Ciò che è emerso, poi, nel complesso, da queste testimonianze è un senso generale di bisogno di agire, di riconoscere la vitalità del lavoro della badante durante la pandemia. È stato registrato un senso di consapevolezza sul fatto che le case di cura e le RSA fossero particolarmente colpite e soggette a morti quotidiane. L’impegno e la cura personale fornita agli anziani dalle loro badanti (anche ovviamente in virtù del godimento di un maggiore grado di isolamento da contagi esterni), ha permesso alle donne intervistate di essere orgogliose di aver aiutato i propri assistiti in questi momenti difficili e avergli, in qualche modo “salvato la vita”. Alle famiglie degli anziani assistiti che purtroppo sono venuti a mancare, che spesso non hanno potuto avere contatti con loro e che hanno affidato totalmente la loro cura nelle mani delle badanti, si riconosce un supporto totale dato alle donne intervistate, sia mantenendo la retribuzione anche dopo la dipartita dell’anziano, sia concedendo l’uso della casa dell’anziano defunto fino alla fine delle restrizioni del lockdown. Le intervistate hanno anche testimoniato come queste famiglie le abbiano guidate nel loro cammino verso una nuova occupazione, aiutandole a trovare un altro lavoro. Questi risultati hanno messo in evidenza l’importanza del sostegno della famiglia occupata e del carattere positivo del fenomeno della familiarizzazione della badante con la famiglia italiana per cui lavora.
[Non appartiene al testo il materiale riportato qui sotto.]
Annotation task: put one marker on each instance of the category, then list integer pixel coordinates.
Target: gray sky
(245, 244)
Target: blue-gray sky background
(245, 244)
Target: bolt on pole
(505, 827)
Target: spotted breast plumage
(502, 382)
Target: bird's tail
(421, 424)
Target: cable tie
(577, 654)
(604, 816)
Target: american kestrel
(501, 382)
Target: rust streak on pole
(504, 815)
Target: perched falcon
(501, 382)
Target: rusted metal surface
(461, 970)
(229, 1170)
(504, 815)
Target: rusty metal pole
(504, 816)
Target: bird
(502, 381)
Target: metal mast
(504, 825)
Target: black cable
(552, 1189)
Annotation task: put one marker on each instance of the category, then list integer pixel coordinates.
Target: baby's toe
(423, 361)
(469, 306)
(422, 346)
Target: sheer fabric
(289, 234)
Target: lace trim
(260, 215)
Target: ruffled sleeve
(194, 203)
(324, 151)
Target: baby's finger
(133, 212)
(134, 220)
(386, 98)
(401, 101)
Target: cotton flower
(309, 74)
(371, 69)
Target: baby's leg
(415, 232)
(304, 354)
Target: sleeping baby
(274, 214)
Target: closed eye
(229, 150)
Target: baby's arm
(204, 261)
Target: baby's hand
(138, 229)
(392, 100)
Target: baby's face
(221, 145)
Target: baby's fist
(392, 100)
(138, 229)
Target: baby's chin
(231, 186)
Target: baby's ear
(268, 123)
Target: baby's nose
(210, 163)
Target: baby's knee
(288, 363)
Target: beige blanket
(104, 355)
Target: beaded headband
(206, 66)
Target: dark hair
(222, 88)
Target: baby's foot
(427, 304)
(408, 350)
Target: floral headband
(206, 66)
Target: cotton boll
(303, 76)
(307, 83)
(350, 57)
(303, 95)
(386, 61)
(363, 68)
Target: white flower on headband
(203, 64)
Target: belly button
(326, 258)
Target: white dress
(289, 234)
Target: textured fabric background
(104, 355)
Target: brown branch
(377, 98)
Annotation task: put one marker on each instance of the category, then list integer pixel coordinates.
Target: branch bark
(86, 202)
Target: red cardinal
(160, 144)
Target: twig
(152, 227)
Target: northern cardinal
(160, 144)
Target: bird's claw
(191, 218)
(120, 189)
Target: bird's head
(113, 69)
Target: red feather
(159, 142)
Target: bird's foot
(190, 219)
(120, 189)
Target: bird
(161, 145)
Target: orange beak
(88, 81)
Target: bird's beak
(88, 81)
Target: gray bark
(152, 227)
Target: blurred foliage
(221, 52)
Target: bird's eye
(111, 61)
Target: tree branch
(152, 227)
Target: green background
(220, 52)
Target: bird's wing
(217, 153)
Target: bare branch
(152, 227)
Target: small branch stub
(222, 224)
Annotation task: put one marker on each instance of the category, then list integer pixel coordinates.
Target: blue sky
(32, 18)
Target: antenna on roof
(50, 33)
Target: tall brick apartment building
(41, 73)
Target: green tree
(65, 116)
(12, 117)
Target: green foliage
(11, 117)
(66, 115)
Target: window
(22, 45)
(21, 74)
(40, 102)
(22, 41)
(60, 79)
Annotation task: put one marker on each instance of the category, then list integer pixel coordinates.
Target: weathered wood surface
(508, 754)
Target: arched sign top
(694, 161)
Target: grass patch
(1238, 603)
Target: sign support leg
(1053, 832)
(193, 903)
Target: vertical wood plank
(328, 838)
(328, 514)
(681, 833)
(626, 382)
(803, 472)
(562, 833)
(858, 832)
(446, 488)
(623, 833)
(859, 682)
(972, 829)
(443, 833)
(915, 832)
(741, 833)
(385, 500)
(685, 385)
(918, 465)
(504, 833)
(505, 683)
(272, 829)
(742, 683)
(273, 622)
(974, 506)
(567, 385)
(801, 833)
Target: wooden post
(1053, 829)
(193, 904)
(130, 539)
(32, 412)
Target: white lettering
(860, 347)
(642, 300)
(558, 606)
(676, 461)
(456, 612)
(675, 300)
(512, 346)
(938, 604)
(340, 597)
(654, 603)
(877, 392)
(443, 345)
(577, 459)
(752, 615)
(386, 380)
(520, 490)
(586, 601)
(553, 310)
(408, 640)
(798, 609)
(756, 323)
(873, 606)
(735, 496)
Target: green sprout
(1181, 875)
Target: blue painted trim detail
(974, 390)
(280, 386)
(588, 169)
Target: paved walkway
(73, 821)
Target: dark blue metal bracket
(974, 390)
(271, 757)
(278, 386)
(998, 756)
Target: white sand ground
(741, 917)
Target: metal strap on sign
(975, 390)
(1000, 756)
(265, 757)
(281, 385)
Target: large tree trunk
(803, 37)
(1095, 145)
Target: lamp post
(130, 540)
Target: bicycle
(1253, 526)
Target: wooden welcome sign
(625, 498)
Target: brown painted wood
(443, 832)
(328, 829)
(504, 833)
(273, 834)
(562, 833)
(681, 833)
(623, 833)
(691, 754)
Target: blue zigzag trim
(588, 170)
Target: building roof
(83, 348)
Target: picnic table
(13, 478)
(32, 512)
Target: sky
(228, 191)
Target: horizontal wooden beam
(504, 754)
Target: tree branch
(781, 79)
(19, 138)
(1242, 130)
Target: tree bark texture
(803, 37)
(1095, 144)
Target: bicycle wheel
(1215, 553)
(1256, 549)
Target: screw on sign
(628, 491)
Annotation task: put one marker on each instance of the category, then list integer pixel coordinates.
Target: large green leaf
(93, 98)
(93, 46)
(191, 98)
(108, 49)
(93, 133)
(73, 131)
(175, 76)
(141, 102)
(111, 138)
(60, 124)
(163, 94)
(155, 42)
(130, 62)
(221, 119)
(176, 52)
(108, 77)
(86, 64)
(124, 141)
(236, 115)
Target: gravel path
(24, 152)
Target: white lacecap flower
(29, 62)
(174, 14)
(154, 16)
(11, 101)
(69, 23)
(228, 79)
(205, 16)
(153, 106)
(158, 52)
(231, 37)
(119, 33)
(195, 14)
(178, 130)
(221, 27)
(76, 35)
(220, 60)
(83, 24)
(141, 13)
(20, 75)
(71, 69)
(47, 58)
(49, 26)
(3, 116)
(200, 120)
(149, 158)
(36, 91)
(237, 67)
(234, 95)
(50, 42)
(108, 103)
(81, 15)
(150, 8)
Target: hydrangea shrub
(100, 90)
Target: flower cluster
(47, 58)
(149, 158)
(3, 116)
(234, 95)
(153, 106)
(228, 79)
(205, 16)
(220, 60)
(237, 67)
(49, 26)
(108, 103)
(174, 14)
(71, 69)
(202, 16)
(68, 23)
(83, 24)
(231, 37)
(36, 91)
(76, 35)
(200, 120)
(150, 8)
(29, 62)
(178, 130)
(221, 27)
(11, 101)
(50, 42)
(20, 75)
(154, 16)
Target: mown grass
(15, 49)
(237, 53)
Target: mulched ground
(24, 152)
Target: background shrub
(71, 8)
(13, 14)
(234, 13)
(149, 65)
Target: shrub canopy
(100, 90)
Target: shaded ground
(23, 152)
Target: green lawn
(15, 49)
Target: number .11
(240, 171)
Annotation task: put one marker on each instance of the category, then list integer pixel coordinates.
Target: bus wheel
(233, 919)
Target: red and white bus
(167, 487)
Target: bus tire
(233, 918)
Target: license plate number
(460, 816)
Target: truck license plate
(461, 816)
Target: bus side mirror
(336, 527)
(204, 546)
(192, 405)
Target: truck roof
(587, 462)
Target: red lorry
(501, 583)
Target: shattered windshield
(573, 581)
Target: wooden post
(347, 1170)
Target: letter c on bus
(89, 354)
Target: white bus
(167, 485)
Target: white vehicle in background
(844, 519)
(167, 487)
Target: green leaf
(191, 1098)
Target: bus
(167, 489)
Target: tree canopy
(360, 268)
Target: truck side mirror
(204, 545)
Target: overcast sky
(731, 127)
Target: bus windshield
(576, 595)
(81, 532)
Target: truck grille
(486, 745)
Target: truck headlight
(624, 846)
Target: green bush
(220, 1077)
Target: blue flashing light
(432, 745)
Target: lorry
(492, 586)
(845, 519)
Sempre più durante la pandemia, infatti, si è rafforzato quel rapporto che porta i nuclei italiani che occupino delle badanti a considerarle come “una di famiglia”. Allo stesso tempo, ciò che è emerso da questa ricerca è il ruolo essenziale delle badanti, o più in generale della figura del “caregiver” nella nostra società: partendo dall’episodio della pandemia e confrontandolo con i dati odierni è possibile comprendere come la richiesta di un’assistenza domiciliare per le persone anziane, malate, disabili o non-autosufficienti sia in costante crescita.
Il welfare, nel campo della cura e dell’assistenza della persona, risulta quindi un’esigenza che un’assistenza domiciliare integrata può far fronte a questi elevatissimi fabbisogni assistenziali in maniera adeguata, agevole.
Capire e discutere su chi siano queste figure, dunque, è di fondamentale importanza in quanto evidenzia i problemi e la precarietà a cui queste donne sono quotidianamente esposte, prima ancora di considerare l’ulteriore precarietà generata da un’epoca segnata da una condizione di “crisi sistemica” e di incertezza.
Nonostante tutto prevalgono purtroppo in questo settore l’informalità e un carente impiego di servizi sia pubblici che integrativi, che rappresentano una soluzione alternativa all’informalità e che possono aiutare a migliorare la qualità della relazione con l’assistito e anche con la badante.
Emergono importanti dati che sottolineano una condizione retributiva sia esigua che irregolare, che dunque può aggravare la qualità della vita e impattare i carichi di cura richiesta, la solitudine e l’isolamento portati dal lavoro non tutelato e dunque virtualmente 24h/24.
Considerando dunque la rilevanza e il valore che la figura del caregiver familiare riveste nel contesto italiano, sarebbe importante agire per supportare questa parte del settore della cura, contribuendo al suo rafforzamento nel mercato del lavoro formale e migliorando le generali condizioni dello sviluppo e delle premesse di questa professione.